Descobrimos esta ilha nas circunstâncias que vocês recordam. Três condições
recomendavam-na a mim: 1) as marés; 2) os recifes; 3) a luminosidade.
A regularidade costumeira das marés lunares e a abundância de marés meteorológicas
asseguram um suprimento quase constante de força motriz. Os recifes são um vasto sistema
de muralhas contra invasores; um homem os conhece: é o nosso capitão McGregor; cuidei
para que não volte a se arriscar e outros perigos. A clara mas não deslumbrante luminosidade
permite esperar uma perda verdadeiramente exígua na captação e imagens.

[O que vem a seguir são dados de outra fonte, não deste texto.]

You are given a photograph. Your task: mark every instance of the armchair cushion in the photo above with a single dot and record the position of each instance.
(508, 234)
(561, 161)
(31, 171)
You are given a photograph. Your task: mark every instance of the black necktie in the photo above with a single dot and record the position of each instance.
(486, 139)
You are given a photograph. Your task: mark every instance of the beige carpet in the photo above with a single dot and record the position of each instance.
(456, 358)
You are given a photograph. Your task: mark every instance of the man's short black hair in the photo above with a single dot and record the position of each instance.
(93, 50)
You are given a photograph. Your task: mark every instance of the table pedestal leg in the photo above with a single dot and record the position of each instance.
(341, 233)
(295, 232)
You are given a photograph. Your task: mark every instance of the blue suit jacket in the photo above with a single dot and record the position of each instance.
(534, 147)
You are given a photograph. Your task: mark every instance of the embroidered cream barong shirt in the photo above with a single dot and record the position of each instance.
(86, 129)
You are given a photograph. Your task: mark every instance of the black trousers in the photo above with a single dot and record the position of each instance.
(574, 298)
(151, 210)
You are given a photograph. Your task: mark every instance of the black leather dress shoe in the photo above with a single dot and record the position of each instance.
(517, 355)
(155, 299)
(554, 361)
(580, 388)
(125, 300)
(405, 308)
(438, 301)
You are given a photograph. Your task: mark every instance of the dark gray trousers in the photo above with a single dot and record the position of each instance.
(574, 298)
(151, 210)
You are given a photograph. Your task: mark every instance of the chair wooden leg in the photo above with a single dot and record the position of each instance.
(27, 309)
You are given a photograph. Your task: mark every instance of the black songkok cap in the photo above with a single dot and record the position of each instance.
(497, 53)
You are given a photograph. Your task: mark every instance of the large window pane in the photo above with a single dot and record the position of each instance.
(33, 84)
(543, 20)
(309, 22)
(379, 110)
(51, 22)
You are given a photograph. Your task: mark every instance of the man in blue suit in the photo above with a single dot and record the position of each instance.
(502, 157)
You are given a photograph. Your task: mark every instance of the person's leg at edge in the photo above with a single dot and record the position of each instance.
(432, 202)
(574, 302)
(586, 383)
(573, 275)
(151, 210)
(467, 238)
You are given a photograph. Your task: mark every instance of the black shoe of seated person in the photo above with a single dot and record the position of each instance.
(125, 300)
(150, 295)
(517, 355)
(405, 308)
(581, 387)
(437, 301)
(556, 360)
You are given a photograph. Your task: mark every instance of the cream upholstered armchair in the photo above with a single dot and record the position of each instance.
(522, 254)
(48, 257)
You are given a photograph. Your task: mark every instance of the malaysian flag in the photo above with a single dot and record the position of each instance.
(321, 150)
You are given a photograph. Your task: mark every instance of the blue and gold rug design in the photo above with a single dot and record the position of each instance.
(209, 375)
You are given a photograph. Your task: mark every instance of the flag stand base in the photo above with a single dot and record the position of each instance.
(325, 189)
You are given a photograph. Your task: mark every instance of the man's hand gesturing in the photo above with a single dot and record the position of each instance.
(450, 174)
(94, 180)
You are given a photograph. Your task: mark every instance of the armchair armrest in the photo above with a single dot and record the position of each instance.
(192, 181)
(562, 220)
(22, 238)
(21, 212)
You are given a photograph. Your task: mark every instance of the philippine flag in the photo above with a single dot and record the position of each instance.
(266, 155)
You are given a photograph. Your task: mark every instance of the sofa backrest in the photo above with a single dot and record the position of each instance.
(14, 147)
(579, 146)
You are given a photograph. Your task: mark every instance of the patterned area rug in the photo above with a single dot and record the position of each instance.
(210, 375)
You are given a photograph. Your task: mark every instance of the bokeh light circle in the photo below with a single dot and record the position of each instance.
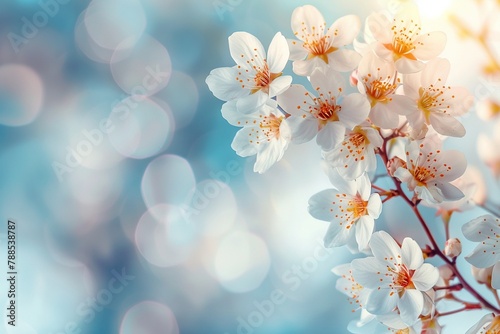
(182, 96)
(140, 127)
(21, 95)
(214, 207)
(167, 179)
(149, 317)
(164, 237)
(143, 69)
(241, 262)
(111, 22)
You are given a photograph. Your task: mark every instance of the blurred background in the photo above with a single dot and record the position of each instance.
(133, 213)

Confesso-lhes que, uma vez descobertas essas generosas virtudes, não hesitei em
investir minha fortuna na aquisição da ilha e na construção do museu, da igreja, da piscina.

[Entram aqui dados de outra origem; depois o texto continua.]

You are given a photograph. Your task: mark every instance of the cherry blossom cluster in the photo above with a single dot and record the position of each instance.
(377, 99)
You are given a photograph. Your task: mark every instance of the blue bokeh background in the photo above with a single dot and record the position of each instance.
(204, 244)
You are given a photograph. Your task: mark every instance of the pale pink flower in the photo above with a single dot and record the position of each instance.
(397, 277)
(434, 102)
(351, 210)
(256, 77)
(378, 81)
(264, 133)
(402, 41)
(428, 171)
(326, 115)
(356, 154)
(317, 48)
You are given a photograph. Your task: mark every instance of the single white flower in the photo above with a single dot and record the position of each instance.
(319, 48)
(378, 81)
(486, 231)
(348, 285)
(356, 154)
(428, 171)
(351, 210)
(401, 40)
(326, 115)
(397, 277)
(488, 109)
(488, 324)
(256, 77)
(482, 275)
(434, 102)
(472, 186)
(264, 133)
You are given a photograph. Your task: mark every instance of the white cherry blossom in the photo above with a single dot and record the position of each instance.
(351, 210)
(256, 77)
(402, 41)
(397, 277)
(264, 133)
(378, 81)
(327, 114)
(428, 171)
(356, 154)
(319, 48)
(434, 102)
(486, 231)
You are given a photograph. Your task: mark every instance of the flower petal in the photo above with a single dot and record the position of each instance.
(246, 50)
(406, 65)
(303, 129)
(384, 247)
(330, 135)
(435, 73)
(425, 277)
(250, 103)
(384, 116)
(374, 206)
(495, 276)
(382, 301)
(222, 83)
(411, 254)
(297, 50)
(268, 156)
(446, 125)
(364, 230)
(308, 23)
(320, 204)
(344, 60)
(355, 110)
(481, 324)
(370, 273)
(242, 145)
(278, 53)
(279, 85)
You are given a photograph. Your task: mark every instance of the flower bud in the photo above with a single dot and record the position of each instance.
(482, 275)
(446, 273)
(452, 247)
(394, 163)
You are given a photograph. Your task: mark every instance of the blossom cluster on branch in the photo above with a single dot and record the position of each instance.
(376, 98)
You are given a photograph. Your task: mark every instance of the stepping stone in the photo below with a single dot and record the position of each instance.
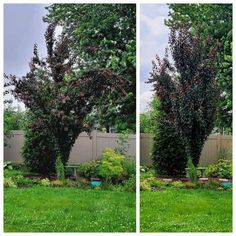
(223, 180)
(167, 180)
(203, 179)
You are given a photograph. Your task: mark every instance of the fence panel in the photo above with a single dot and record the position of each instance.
(85, 148)
(209, 155)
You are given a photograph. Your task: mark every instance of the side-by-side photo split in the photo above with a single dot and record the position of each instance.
(117, 117)
(186, 118)
(69, 118)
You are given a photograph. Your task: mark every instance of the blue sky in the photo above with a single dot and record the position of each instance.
(153, 41)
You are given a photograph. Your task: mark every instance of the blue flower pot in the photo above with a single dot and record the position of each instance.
(96, 183)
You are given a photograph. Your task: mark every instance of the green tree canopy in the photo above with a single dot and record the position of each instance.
(212, 21)
(103, 35)
(59, 96)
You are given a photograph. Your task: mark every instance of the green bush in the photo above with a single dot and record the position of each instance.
(192, 171)
(222, 169)
(21, 181)
(12, 173)
(177, 184)
(111, 168)
(144, 185)
(45, 182)
(9, 182)
(60, 169)
(88, 169)
(168, 154)
(129, 168)
(57, 183)
(8, 165)
(130, 184)
(190, 185)
(38, 151)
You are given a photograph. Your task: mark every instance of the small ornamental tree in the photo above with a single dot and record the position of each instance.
(187, 91)
(59, 96)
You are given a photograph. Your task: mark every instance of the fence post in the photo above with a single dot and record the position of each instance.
(94, 145)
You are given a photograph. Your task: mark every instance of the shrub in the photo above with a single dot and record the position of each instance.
(88, 169)
(222, 169)
(21, 181)
(10, 183)
(192, 171)
(149, 174)
(8, 165)
(145, 186)
(190, 185)
(71, 183)
(129, 167)
(57, 183)
(122, 143)
(168, 154)
(12, 173)
(45, 182)
(130, 184)
(213, 185)
(60, 169)
(154, 183)
(83, 183)
(177, 184)
(111, 168)
(38, 151)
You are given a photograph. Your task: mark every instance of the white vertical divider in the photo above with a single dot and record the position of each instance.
(137, 117)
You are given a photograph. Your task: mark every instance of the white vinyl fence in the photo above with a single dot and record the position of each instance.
(209, 155)
(85, 148)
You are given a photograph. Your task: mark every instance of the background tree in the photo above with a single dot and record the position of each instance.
(215, 21)
(149, 119)
(187, 91)
(60, 96)
(14, 119)
(103, 35)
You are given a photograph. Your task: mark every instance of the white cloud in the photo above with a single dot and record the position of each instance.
(153, 41)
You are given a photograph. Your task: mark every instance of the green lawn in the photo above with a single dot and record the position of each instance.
(186, 211)
(42, 209)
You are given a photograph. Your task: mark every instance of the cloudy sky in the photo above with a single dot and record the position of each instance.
(153, 40)
(23, 27)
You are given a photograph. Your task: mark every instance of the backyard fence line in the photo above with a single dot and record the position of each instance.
(85, 148)
(209, 155)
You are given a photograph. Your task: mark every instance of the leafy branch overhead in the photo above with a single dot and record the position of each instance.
(187, 90)
(60, 95)
(103, 35)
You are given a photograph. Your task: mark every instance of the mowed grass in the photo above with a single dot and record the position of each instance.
(186, 211)
(42, 209)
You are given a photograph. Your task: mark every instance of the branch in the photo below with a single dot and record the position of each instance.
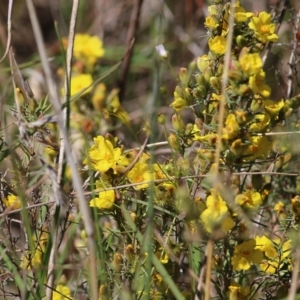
(131, 38)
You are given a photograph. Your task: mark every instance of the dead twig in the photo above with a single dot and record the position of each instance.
(131, 38)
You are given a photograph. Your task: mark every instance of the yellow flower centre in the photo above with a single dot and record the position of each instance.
(265, 28)
(139, 178)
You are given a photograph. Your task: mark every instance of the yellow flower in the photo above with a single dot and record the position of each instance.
(211, 23)
(217, 45)
(249, 199)
(266, 245)
(88, 48)
(12, 202)
(99, 95)
(179, 102)
(250, 63)
(140, 173)
(260, 123)
(103, 155)
(105, 200)
(257, 84)
(61, 292)
(245, 254)
(263, 28)
(273, 108)
(215, 212)
(238, 292)
(242, 16)
(232, 128)
(81, 82)
(275, 256)
(34, 259)
(259, 147)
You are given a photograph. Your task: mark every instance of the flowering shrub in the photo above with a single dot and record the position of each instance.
(217, 216)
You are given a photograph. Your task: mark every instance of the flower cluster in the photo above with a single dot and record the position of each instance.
(229, 208)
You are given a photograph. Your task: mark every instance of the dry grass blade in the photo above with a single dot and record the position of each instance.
(76, 179)
(10, 4)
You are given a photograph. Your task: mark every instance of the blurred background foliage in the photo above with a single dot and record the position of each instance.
(178, 25)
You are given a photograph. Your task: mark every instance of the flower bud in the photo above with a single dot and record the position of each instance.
(184, 76)
(256, 105)
(161, 119)
(203, 63)
(174, 142)
(200, 80)
(241, 41)
(199, 92)
(207, 74)
(215, 83)
(117, 263)
(257, 181)
(177, 123)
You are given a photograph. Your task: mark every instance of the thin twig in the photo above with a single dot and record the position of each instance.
(221, 115)
(10, 3)
(76, 178)
(51, 265)
(289, 91)
(131, 38)
(295, 276)
(269, 46)
(67, 82)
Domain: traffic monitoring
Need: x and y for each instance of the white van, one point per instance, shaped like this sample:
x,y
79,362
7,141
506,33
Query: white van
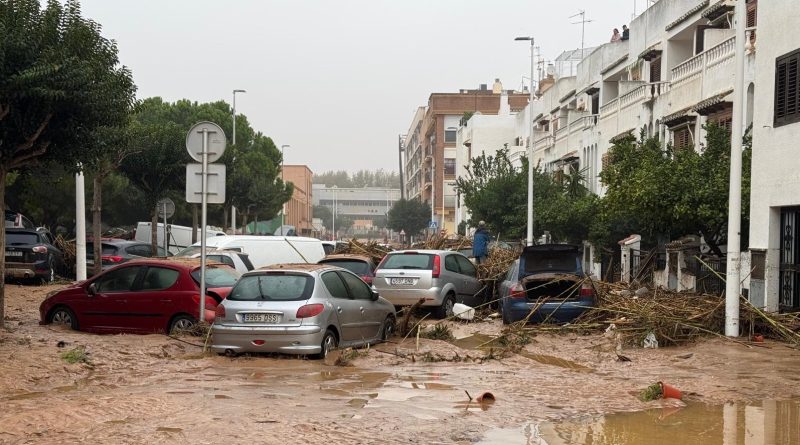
x,y
266,250
180,237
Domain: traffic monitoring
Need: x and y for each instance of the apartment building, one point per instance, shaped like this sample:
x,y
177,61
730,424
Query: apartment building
x,y
773,275
299,208
430,145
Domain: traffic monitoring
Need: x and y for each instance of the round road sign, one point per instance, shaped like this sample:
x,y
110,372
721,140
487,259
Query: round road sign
x,y
216,141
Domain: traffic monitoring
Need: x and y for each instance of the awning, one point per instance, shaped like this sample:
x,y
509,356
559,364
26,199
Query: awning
x,y
713,104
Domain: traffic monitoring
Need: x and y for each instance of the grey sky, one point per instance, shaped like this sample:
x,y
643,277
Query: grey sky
x,y
339,80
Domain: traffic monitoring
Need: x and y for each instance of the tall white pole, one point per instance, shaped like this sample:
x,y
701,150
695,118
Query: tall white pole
x,y
203,203
80,228
733,264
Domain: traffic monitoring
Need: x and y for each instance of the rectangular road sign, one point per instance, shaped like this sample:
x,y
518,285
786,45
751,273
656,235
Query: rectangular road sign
x,y
216,183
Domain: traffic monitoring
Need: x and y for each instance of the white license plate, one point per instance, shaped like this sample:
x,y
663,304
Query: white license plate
x,y
262,318
402,281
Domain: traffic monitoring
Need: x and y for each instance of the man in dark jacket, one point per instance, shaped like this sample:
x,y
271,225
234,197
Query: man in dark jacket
x,y
480,243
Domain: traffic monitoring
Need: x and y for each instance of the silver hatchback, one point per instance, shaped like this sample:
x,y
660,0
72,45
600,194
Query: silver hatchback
x,y
300,309
439,277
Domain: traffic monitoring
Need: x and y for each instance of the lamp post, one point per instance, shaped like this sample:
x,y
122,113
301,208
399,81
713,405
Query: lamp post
x,y
529,238
233,142
283,211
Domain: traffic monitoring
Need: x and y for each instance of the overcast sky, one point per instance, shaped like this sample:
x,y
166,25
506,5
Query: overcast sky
x,y
338,80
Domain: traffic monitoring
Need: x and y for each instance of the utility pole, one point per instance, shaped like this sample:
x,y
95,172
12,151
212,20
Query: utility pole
x,y
732,289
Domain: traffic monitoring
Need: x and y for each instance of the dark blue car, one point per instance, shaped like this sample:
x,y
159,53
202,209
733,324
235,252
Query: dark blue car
x,y
549,280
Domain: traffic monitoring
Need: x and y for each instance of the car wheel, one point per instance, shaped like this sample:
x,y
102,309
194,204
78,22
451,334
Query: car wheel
x,y
63,315
328,344
181,322
446,309
387,331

Aluguei esse cargueiro que vocês chamam de iate para que nossa vinda fosse mais agradável.
A palavra museu, que uso para designar esta casa, é uma sobrevivência do tempo em que
trabalhava nos projetos da minha invenção, sem conhecer seu alcance. Pensava então em
erigir grandes álbuns ou museus, familiares e públicos, para essas imagens. É chegado o
momento de anunciar: esta ilha, com suas edificações, é nosso paraíso privado. Tomei
algumas precauções - físicas, morais - para sua defesa: creio que o protegerão. Aqui
estaremos eternamente - mesmo que partamos amanhã -, repetindo consecutivamente os
momentos desta semana e sem jamais poder sair da consciência que tivemos em cada um
deles, pois assim nos gravaram os aparelhos; isso permitirá que nos sintamos numa vida
sempre nova, pois não haverá outras recordações em cada momento da projeção salvo aquelas
que tivemos no momentos correspondente da gravação, e porque o futuro, muitas vezes
deixado para trás, manterá sempre [sempre: por toda a duração de nossa imortalidade; as
máquinas, simples e de materiais seletos, são mais incorruptíveis que o metrô de Paris e seus
atributos.
34
9. 2. Comportamento dos espelhos na ilha da Páscoa, Julio Cortázar
Quando se põe um espelho a oeste da ilha da Páscoa, ele atrasa. Quando se põe um
espelho a leste da ilha da Páscoa, ele adianta. Mediante delicadas medições pode-se encontrar
o ponto em que esse espelho estará na hora, mas o ponto que serve para esse espelho não é
garantia de que sirva para outro, pois os espelhos são feitos de diferentes materiais e reagem
segundo lhes dá na telha. Assim, Salomón Lemos, o antropólogo a serviço da Fundação
Guggenheim, se viu morto de tifo ao olhar seu espelho de barbear, tudo isso a leste da ilha. E
ao mesmo tempo um espelhinho que ele esquecera a oeste da ilha da Páscoa refletia para
ninguém (estava jogado entre as pedras) Salomón Lemos de calça curta indo para a escola,
depois Salomón Lemos nu na banheira, sendo entusiasticamente ensaboado por seu pai e sua
mãe, depois Salomón Lemos falando “ah” para grande emoção de sua tia Remeditos numa
fazenda do município de Trenque Lauquen.